Un diario? Quasi.

Post N° 428


Non riuscivo a dormire e le lenzuola mi si attorcigliavano addosso come corde troppo tese. Le buttavo all’aria con un respiro più fondo e le sentivo lisce cadermi addosso. Stavo stesa a sentire il fresco della tela e dopo un poco mi sembrava ci fosse sabbia a grattarmi la pelle. Il sonno non era dietro alle palpebre chiuse anche se lo cercavo con accanimento e fissando la mente su bucolici paesaggi di verdi prati e bianche pecore. E le contavo. Le visualizzavo. Bianchi ciuffi di cotone con quattro gambette saltellanti oltre la staccionata di legno.
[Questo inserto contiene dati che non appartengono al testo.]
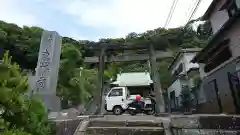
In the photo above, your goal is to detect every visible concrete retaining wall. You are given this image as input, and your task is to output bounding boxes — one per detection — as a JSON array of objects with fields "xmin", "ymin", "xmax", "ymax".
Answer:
[{"xmin": 170, "ymin": 115, "xmax": 240, "ymax": 135}]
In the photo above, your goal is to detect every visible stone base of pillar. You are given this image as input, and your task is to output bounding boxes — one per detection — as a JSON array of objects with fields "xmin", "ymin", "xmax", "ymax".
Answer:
[{"xmin": 38, "ymin": 94, "xmax": 61, "ymax": 112}]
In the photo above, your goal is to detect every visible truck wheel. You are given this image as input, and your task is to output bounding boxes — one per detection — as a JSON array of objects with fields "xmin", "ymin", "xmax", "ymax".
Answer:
[{"xmin": 113, "ymin": 106, "xmax": 123, "ymax": 115}]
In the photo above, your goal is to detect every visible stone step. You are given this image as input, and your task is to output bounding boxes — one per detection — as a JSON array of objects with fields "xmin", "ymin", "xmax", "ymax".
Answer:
[
  {"xmin": 85, "ymin": 127, "xmax": 164, "ymax": 135},
  {"xmin": 89, "ymin": 120, "xmax": 162, "ymax": 127}
]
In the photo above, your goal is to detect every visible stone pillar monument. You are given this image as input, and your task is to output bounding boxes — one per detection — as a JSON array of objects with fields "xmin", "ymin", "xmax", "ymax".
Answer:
[{"xmin": 34, "ymin": 31, "xmax": 61, "ymax": 111}]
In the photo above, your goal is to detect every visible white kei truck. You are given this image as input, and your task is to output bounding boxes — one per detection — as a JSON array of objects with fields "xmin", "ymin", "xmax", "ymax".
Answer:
[{"xmin": 104, "ymin": 87, "xmax": 155, "ymax": 115}]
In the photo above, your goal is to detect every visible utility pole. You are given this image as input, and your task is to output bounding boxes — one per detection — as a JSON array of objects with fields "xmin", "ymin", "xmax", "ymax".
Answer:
[{"xmin": 149, "ymin": 45, "xmax": 165, "ymax": 113}]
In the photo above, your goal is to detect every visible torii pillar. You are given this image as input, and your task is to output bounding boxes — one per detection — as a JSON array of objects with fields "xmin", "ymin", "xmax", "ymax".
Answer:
[
  {"xmin": 97, "ymin": 47, "xmax": 106, "ymax": 113},
  {"xmin": 149, "ymin": 45, "xmax": 165, "ymax": 113}
]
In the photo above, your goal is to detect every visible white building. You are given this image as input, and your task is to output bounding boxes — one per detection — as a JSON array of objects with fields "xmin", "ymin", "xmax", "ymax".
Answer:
[{"xmin": 168, "ymin": 48, "xmax": 201, "ymax": 108}]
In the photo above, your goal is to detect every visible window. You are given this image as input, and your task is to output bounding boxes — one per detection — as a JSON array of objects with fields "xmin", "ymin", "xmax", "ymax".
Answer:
[
  {"xmin": 109, "ymin": 89, "xmax": 123, "ymax": 97},
  {"xmin": 220, "ymin": 0, "xmax": 239, "ymax": 17},
  {"xmin": 204, "ymin": 40, "xmax": 232, "ymax": 73}
]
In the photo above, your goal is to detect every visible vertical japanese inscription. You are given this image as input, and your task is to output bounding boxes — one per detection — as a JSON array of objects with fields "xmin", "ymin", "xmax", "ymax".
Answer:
[{"xmin": 36, "ymin": 35, "xmax": 52, "ymax": 92}]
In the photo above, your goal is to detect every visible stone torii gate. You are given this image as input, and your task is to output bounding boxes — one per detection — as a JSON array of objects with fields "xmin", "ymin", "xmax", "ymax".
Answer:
[{"xmin": 84, "ymin": 43, "xmax": 172, "ymax": 113}]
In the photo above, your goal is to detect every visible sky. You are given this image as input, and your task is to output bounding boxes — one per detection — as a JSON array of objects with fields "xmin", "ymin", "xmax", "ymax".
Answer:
[{"xmin": 0, "ymin": 0, "xmax": 212, "ymax": 41}]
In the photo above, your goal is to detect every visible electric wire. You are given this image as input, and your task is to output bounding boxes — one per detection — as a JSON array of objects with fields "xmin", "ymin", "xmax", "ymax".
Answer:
[{"xmin": 164, "ymin": 0, "xmax": 178, "ymax": 28}]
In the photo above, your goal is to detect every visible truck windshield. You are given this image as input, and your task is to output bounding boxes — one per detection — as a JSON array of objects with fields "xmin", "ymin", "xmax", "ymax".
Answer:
[{"xmin": 127, "ymin": 89, "xmax": 130, "ymax": 98}]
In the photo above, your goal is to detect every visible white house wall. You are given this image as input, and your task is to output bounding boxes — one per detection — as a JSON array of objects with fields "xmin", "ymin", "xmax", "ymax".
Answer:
[
  {"xmin": 184, "ymin": 53, "xmax": 199, "ymax": 71},
  {"xmin": 171, "ymin": 54, "xmax": 184, "ymax": 75},
  {"xmin": 168, "ymin": 79, "xmax": 182, "ymax": 98},
  {"xmin": 171, "ymin": 52, "xmax": 199, "ymax": 75}
]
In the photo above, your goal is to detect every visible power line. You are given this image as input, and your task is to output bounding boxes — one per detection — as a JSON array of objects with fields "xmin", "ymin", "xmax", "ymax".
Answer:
[
  {"xmin": 177, "ymin": 0, "xmax": 202, "ymax": 45},
  {"xmin": 187, "ymin": 0, "xmax": 202, "ymax": 23},
  {"xmin": 164, "ymin": 0, "xmax": 178, "ymax": 28}
]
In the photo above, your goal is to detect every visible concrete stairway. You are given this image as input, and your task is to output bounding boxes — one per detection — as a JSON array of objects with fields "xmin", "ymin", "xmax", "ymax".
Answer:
[{"xmin": 75, "ymin": 115, "xmax": 165, "ymax": 135}]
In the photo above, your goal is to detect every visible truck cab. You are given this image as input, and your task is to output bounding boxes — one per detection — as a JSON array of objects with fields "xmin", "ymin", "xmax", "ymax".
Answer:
[
  {"xmin": 105, "ymin": 87, "xmax": 152, "ymax": 115},
  {"xmin": 105, "ymin": 87, "xmax": 130, "ymax": 115}
]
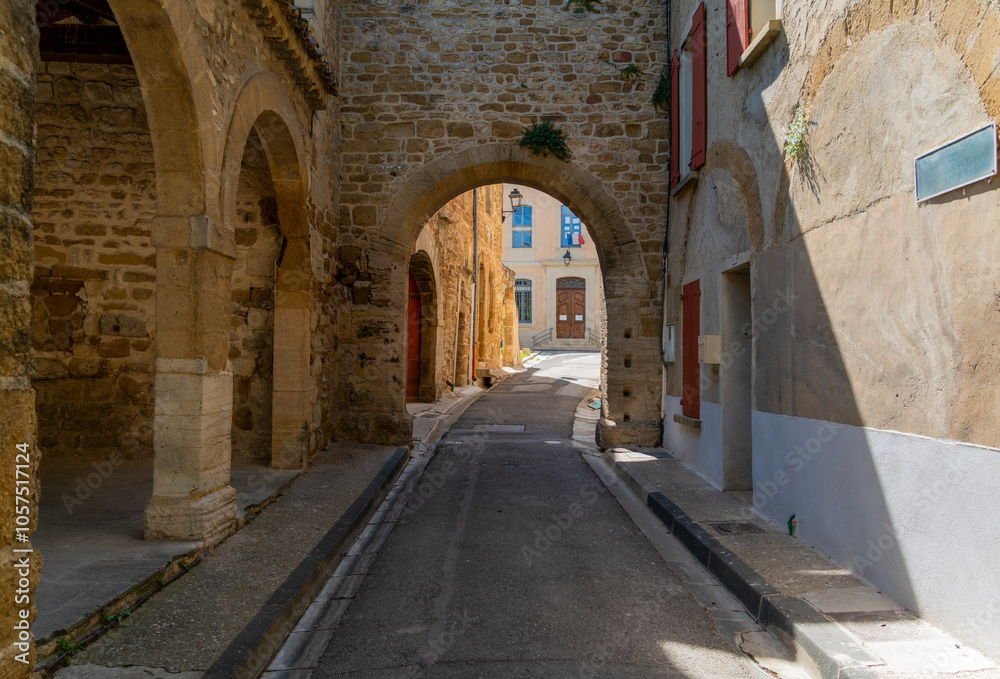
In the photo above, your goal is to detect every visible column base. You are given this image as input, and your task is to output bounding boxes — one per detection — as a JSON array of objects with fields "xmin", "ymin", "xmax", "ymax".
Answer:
[
  {"xmin": 597, "ymin": 417, "xmax": 661, "ymax": 450},
  {"xmin": 142, "ymin": 486, "xmax": 236, "ymax": 546}
]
Tutte in fila pecorelle, una dopo l’altra dentro l’ovile. Non ricordo a che numero ero arrivata quando mi resi conto che le pecore erano così tante che non si vedeva nemmeno più il prato verde ed io ero sveglia che mi sarei vestita e sarei uscita se non fossero state le quattro del mattino, o si dice le quattro di notte, forse dipende dal fatto che siccome non ho ancora dormito è ancora notte e quindi è più giusto le quattro di notte, mentre se mi fossi svegliata dopo un bel sonno sarebbe stato giusto dire le quattro del mattino. Allora mi misi seduta sul letto e ad alta voce:“Ma andate affanculo gregge di pecore che vi faccio sparire tutte!”Mi sdraiai incazzata nera e mi addormentai di colpo.